Did you mean this will happen if I put the Serial2.flush(); immediately before the While()).? Or I should change something else in the code to do that?

I still have concern about the cloud issue after the wake up. I read in other thread that said I should use something like:

if (WiFi.ready()) {
  if (Spark.connected()) {

in the loop() to make sure the core will connect to the cloud after wake up from the sleep, but it didn’t work. I also noticed some people put these small code in the setup(), and I tried that without success. I did a bootloader patch and a CC3000 update, but the issue still there. Any suggestion will be appreciated.

This is what I meant.
The flush just drops any bytes already in the buffer, which might be holding corrupted data, due to wrapping round the ring buffer.
After that you’ll be receiving new bytes, which will most likely be just the finishing bytes of an incomplete 38 byte packet.
So you need to consciously drop all these while carefully waiting for start mark to arrive.
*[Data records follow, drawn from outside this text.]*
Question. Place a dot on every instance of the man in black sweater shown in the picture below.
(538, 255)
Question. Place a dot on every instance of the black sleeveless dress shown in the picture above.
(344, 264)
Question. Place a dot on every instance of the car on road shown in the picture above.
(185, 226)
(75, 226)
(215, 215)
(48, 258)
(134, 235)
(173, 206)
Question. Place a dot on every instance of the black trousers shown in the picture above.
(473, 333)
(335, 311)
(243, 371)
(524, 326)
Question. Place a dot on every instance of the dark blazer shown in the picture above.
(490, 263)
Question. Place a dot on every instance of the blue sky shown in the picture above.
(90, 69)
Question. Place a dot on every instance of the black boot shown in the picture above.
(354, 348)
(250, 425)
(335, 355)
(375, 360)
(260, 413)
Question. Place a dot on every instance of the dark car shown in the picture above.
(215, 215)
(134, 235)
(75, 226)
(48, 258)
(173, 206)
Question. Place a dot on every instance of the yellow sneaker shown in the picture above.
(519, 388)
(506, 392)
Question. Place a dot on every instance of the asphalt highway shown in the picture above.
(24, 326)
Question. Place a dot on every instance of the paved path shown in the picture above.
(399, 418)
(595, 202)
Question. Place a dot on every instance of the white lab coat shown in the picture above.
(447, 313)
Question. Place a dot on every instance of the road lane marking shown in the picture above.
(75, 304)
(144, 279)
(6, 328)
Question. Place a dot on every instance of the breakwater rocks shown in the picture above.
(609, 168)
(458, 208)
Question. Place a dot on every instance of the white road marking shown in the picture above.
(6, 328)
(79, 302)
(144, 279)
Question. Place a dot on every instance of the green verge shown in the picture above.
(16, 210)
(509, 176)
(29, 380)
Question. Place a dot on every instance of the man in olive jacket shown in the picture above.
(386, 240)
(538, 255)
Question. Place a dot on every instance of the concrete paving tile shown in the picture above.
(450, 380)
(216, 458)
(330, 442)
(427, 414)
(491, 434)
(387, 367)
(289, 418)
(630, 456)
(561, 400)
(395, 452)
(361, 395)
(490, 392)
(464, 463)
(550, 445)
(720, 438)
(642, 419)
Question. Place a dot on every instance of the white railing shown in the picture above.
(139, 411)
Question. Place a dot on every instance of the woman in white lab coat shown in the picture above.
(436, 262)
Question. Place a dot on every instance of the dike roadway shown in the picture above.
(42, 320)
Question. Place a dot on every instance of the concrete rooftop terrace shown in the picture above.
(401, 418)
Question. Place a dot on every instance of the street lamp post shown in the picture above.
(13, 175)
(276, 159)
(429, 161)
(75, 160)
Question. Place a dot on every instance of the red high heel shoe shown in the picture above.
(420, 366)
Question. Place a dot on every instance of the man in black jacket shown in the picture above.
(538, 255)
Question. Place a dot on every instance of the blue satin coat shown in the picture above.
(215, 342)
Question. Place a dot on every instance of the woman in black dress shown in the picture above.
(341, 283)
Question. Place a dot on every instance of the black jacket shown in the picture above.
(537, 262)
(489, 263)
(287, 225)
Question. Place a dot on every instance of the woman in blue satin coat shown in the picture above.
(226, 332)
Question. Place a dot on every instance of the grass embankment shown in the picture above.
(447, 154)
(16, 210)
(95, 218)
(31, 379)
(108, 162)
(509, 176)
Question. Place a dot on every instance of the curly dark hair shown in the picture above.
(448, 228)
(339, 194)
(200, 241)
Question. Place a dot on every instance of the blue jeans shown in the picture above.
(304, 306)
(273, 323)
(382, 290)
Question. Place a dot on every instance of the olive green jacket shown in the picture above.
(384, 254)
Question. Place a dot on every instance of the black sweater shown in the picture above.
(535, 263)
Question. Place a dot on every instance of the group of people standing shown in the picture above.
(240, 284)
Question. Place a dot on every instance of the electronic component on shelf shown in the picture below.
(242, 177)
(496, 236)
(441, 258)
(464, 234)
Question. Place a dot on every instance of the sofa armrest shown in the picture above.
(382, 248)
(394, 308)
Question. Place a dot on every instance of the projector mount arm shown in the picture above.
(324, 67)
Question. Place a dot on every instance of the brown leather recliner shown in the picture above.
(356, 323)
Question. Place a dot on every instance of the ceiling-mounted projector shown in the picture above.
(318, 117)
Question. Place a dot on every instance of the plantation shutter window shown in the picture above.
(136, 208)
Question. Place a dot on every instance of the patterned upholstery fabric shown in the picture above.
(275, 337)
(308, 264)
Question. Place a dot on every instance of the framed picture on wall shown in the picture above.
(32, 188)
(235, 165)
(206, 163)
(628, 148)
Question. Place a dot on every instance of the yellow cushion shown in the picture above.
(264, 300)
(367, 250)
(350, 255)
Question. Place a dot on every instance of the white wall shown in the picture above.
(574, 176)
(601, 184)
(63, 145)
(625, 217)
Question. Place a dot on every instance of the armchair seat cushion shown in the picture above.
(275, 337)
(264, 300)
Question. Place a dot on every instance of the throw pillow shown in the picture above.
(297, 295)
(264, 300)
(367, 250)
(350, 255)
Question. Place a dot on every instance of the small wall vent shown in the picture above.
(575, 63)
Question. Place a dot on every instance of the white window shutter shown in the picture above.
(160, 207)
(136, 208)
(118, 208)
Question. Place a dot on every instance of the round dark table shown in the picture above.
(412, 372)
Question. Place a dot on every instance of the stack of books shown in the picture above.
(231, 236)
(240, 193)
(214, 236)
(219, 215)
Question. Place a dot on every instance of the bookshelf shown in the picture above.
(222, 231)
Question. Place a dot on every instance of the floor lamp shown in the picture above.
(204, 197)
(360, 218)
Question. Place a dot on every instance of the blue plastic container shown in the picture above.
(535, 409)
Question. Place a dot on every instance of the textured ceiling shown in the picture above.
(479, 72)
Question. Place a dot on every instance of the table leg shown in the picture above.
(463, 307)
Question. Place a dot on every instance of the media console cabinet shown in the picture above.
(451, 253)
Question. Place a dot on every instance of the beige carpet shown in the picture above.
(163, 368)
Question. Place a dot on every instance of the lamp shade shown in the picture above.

In other words, you’ll have to look at each of the new bytes dropping any that are not “S”.
Only after you’ve received “S”, you’ll start storing the bytes, till you got a full 38 byte packet.

I’m only explaining this verbally and don’t provide the code not to be awkward but to do help you building up your own imagination and coding skills.

Since your are still using the default SYSTEM_MODE(AUTOMATIC), I don’t think you’d need to bother with the connection code you’ve seen elsewhere.
After a wake on interrupt, the Core will go through the normal startup procedure and setup().

But I think I have to flash some test code on one of my Cores to see if this is a common issue, or you are seeing something unusual.
If the former, than I guess I’ll be able to find a way around, if it’s the latter, you might have to have a look at your side (hardware, WiFi, sending device, …).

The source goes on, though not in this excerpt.